General Manager PT PLN (Persero) UIP Nusra, RDW. Manurung, mengatakan pemenuhan kebutuhan dasar masyarakat merupakan salah satu aspek yang menjadi perhatian PLN dalam pelaksanaan program TJSL.
Menurut Manurung, bantuan sarana air bersih diberikan berdasarkan kebutuhan masyarakat di sekitar wilayah kerja PLN.
“Melalui program TJSL, PLN berupaya memberikan manfaat yang sesuai dengan kebutuhan masyarakat di sekitar wilayah kerja kami. Dukungan terhadap sarana air bersih ini diharapkan dapat membantu masyarakat memenuhi kebutuhan dasarnya sekaligus memperkuat kolaborasi antara PLN dengan masyarakat sekitar,” ujar Manurung.

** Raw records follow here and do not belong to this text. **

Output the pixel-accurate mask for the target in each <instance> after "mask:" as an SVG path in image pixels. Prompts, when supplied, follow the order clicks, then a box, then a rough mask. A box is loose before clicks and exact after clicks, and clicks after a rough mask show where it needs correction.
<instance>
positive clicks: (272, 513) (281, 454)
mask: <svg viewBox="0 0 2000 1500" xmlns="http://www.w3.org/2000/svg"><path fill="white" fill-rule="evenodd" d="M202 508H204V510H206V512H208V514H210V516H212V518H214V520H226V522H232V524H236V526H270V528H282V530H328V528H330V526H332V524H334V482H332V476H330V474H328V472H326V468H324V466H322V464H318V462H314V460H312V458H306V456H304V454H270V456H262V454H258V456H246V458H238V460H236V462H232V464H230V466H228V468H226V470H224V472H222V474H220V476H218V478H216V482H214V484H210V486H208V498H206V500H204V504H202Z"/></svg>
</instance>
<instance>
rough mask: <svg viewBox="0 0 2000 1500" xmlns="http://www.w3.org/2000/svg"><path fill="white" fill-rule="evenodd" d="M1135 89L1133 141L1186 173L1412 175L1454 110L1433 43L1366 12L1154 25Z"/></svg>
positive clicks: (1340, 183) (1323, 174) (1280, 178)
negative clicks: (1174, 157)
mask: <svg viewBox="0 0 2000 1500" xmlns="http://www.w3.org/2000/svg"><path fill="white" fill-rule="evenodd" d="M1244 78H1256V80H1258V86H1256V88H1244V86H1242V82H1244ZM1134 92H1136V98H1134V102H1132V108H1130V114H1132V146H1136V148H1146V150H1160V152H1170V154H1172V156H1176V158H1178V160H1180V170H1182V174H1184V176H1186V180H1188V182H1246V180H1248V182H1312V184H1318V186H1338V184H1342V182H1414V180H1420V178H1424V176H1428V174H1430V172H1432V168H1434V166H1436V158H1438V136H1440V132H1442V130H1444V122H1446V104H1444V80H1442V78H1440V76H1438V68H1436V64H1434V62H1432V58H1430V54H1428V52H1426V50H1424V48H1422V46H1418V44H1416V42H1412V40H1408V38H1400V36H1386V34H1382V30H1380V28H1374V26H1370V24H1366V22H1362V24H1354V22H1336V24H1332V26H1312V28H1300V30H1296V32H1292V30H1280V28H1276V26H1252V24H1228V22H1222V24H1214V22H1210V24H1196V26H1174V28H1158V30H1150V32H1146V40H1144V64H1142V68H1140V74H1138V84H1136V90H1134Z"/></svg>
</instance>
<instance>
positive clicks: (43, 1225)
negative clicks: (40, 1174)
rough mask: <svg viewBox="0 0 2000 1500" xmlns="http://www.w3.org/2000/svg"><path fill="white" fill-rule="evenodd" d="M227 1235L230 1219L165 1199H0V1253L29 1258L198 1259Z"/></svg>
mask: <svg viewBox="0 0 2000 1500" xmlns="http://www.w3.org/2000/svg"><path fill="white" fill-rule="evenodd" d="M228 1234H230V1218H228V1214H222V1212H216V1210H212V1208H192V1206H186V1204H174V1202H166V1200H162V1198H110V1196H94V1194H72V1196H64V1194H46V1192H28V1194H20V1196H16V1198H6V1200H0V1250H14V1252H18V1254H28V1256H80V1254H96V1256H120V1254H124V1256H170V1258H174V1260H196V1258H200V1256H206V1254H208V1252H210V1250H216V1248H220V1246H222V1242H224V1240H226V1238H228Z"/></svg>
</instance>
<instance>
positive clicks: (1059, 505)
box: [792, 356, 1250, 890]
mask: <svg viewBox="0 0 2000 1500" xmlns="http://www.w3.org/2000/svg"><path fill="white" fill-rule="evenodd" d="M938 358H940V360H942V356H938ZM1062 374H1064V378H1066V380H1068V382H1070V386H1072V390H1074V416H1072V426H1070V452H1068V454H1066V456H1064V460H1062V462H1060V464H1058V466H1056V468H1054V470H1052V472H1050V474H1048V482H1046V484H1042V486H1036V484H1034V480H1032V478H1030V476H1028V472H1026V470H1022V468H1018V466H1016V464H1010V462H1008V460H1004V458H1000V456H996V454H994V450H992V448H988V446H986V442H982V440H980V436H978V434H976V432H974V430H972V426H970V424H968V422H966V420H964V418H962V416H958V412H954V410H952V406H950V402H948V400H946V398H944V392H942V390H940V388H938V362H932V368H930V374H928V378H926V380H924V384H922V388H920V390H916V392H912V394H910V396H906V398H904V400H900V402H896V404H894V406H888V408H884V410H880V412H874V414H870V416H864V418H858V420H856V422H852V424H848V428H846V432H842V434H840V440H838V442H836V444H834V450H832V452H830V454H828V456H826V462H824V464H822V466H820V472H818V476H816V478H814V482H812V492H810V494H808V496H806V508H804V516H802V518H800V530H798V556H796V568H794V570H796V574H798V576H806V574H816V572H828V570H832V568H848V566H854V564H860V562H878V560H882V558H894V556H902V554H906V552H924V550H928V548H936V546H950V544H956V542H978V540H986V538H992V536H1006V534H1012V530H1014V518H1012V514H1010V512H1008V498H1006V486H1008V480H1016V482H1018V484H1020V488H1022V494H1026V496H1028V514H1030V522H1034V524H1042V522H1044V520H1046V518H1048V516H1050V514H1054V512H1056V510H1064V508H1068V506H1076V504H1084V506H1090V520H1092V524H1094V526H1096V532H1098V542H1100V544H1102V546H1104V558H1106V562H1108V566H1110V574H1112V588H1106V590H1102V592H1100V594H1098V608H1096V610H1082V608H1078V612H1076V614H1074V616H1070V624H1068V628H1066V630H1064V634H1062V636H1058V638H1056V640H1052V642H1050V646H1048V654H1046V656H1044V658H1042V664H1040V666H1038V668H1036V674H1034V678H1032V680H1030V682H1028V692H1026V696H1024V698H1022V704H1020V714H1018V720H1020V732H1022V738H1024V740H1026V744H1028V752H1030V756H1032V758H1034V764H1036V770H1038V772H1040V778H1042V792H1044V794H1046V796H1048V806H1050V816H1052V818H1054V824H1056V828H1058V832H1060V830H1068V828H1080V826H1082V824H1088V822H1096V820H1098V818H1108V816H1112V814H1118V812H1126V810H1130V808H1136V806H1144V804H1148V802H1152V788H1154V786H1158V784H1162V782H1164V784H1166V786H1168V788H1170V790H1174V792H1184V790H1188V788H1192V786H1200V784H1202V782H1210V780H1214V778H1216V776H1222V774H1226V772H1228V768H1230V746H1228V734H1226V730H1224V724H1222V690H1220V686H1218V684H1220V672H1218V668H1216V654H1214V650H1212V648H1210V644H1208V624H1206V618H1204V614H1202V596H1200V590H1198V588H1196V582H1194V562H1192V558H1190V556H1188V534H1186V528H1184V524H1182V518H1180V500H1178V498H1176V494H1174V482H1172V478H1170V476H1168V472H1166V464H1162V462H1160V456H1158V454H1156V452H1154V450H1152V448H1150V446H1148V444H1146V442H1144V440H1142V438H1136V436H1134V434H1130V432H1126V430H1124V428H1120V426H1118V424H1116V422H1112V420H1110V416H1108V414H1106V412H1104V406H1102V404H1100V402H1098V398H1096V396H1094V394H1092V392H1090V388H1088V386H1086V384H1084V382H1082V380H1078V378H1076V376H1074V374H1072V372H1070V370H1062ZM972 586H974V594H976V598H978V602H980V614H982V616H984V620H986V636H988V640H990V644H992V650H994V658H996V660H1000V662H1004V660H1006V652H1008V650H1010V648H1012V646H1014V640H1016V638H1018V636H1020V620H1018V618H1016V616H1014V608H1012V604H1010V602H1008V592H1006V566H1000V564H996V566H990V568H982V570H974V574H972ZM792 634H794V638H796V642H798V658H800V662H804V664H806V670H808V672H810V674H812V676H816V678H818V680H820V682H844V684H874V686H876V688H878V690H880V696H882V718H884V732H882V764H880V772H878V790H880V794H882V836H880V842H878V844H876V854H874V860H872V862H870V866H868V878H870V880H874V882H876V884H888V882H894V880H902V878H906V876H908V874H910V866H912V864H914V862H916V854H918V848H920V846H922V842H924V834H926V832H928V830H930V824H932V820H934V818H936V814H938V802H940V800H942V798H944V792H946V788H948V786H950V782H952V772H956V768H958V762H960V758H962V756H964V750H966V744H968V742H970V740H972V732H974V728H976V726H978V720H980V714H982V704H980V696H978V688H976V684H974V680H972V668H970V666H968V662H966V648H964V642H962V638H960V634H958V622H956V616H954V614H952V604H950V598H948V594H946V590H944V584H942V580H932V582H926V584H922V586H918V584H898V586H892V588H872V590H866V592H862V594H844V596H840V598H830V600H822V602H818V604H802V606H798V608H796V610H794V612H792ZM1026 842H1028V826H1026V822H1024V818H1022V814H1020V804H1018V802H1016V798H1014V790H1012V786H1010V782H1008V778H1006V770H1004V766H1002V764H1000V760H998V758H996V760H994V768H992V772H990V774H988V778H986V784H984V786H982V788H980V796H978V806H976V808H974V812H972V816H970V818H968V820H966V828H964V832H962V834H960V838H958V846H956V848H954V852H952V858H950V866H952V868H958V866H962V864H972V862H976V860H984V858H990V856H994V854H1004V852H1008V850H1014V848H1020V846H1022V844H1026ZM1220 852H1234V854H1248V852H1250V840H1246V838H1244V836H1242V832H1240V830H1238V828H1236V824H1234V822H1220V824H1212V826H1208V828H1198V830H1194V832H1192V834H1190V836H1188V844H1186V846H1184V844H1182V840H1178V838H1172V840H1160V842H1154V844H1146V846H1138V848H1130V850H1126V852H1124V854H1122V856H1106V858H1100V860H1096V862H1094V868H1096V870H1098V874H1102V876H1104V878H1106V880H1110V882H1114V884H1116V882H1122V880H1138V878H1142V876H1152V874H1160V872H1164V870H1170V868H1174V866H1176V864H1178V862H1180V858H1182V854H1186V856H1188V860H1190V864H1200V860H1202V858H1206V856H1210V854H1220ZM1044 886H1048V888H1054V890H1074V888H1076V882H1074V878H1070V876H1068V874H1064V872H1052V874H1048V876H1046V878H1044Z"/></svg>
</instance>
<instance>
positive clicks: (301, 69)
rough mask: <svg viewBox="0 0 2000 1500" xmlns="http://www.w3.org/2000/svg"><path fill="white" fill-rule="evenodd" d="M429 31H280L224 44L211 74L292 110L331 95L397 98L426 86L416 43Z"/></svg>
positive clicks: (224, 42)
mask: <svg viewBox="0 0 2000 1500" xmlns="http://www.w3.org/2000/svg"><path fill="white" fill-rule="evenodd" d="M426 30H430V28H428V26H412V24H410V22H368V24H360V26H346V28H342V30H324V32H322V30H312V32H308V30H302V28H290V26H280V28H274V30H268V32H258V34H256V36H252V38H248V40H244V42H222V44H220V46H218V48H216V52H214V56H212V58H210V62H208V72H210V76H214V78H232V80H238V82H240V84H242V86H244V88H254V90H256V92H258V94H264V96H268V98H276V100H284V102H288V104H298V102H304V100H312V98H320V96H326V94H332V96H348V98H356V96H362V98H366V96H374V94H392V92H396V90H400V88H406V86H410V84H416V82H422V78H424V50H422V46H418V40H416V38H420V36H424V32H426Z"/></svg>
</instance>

Ia mengatakan PLN akan terus mendorong program pemberdayaan yang memberikan manfaat nyata dan berkelanjutan bagi masyarakat di sekitar infrastruktur ketenagalistrikan.
Manurung juga berharap masyarakat dapat memanfaatkan sekaligus menjaga sarana yang telah diberikan sehingga manfaatnya dapat dirasakan dalam jangka panjang.
“Kami berharap sarana yang diberikan dapat dimanfaatkan dan dirawat bersama sehingga manfaatnya dapat dirasakan masyarakat dalam jangka panjang,” katanya.
Melalui pengembangan jaringan perpipaan dan sarana penampungan yang dilakukan secara bertahap tersebut, PLN UIP Nusra berharap akses masyarakat terhadap air bersih semakin baik serta dapat mendukung pemenuhan kebutuhan dasar warga di sekitar PLTP Mataloko.